Loke Wan Tho
Tan Sri Loke Wan Tho 陸運濤 (14 June 1915, Kuala Lumpur, Selangor, British Malaya — 20 June 1964, Taichung, Taiwan) was a Malaysian-Singaporean business magnate in the nascent film industry, an ornithologist, and a gifted photographer.
The founder of Cathay Organisation in Singapore and Malaysia, and Motion Picture and General Investments Limited (MP&GI) in Hong Kong, he developed the cinema houses launched by his mother and produced Malaysian features movies.
Active in the film industry, he also invested his vast wealth in tourism, coconut plantations, and came to be the chairman of Malaysian Airlines. He photographed birds, took gorgeous photographs of Angkor while visiting the site with British diplomat Malcolm McDonald, and developed the technique of colored portrait photography, many of his prints being kept at the National Museum of Singapore.

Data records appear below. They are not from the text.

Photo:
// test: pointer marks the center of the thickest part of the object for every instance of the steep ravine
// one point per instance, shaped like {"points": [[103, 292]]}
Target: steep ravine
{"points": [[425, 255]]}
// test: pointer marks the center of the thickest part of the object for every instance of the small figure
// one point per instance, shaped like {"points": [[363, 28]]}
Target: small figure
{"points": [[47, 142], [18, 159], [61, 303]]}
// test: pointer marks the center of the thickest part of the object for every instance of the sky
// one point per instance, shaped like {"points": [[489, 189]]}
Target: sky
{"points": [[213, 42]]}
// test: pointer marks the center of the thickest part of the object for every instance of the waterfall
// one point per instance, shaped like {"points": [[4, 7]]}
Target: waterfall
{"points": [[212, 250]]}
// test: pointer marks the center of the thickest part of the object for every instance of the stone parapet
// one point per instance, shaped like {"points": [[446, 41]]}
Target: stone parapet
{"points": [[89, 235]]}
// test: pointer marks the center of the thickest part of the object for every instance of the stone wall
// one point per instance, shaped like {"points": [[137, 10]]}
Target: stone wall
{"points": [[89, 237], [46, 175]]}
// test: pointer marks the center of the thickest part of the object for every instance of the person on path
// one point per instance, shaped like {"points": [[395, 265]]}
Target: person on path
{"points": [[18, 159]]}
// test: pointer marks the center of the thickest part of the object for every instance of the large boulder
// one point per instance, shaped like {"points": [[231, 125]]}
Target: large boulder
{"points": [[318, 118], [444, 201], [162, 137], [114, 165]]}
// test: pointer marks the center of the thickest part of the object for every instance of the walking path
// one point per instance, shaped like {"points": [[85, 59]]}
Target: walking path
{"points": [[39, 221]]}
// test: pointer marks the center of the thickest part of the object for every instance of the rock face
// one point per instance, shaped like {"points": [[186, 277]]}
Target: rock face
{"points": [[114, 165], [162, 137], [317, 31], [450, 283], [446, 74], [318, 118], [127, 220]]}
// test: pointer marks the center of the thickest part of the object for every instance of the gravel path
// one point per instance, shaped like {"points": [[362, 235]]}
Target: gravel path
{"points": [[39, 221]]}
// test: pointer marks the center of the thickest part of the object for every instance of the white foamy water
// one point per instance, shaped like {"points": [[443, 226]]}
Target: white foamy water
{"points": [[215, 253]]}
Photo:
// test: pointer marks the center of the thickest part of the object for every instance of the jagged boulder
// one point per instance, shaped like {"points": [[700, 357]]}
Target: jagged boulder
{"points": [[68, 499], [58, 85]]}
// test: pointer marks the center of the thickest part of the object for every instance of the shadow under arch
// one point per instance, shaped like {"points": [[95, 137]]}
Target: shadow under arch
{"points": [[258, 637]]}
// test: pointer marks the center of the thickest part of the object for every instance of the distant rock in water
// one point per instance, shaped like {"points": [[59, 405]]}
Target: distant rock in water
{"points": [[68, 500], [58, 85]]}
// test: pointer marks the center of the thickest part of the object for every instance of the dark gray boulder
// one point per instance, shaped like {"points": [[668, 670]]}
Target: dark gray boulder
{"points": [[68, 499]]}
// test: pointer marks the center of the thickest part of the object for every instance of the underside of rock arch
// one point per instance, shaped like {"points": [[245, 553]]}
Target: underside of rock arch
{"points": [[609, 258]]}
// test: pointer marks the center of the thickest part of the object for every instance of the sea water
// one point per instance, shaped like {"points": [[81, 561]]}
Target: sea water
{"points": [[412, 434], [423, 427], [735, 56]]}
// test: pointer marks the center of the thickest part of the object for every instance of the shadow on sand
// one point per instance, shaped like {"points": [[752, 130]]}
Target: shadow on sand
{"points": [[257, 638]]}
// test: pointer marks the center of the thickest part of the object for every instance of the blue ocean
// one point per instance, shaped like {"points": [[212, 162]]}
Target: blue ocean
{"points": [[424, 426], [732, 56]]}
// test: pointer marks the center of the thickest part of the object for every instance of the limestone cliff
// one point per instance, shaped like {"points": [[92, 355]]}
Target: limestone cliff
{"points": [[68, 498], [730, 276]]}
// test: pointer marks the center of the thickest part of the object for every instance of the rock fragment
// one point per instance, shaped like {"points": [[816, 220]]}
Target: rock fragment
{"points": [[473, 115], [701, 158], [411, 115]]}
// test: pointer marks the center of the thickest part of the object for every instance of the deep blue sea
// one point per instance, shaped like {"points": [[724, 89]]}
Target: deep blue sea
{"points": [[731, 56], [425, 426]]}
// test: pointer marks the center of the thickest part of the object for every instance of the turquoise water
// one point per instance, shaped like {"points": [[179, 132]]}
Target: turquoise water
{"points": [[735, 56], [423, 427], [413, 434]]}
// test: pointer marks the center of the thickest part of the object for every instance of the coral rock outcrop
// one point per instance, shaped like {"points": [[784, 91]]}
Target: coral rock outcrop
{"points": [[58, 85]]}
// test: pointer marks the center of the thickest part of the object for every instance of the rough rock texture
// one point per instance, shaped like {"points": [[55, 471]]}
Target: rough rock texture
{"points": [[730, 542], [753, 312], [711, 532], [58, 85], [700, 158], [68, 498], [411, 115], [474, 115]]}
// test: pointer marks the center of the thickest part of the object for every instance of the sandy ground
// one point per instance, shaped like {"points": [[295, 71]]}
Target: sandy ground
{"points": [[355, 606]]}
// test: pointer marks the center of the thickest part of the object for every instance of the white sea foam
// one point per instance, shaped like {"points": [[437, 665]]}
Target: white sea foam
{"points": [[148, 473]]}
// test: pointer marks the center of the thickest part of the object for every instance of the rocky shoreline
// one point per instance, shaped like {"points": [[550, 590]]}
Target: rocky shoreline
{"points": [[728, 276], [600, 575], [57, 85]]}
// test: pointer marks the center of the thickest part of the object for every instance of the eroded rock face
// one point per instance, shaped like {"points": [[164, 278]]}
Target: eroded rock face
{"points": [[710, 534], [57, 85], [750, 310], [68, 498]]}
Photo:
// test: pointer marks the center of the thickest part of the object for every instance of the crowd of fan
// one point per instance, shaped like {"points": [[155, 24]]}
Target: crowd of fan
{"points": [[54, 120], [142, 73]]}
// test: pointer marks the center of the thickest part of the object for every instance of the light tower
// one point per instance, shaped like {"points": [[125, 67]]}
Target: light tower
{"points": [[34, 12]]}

Loke had barely escaped death in 1942, when the ship on which he was fleeing the Japanese invasion was sunk. On June 20 1964, he and his third wife, Mavis Chew — he had divorced Kay White and Christina Lee earlier — perished in the crash of Civil Air Transport (a front company for CIA civil operations) Flight B‑908 during take-off in Taichung, after they had attended the 11th Asian Film Festival.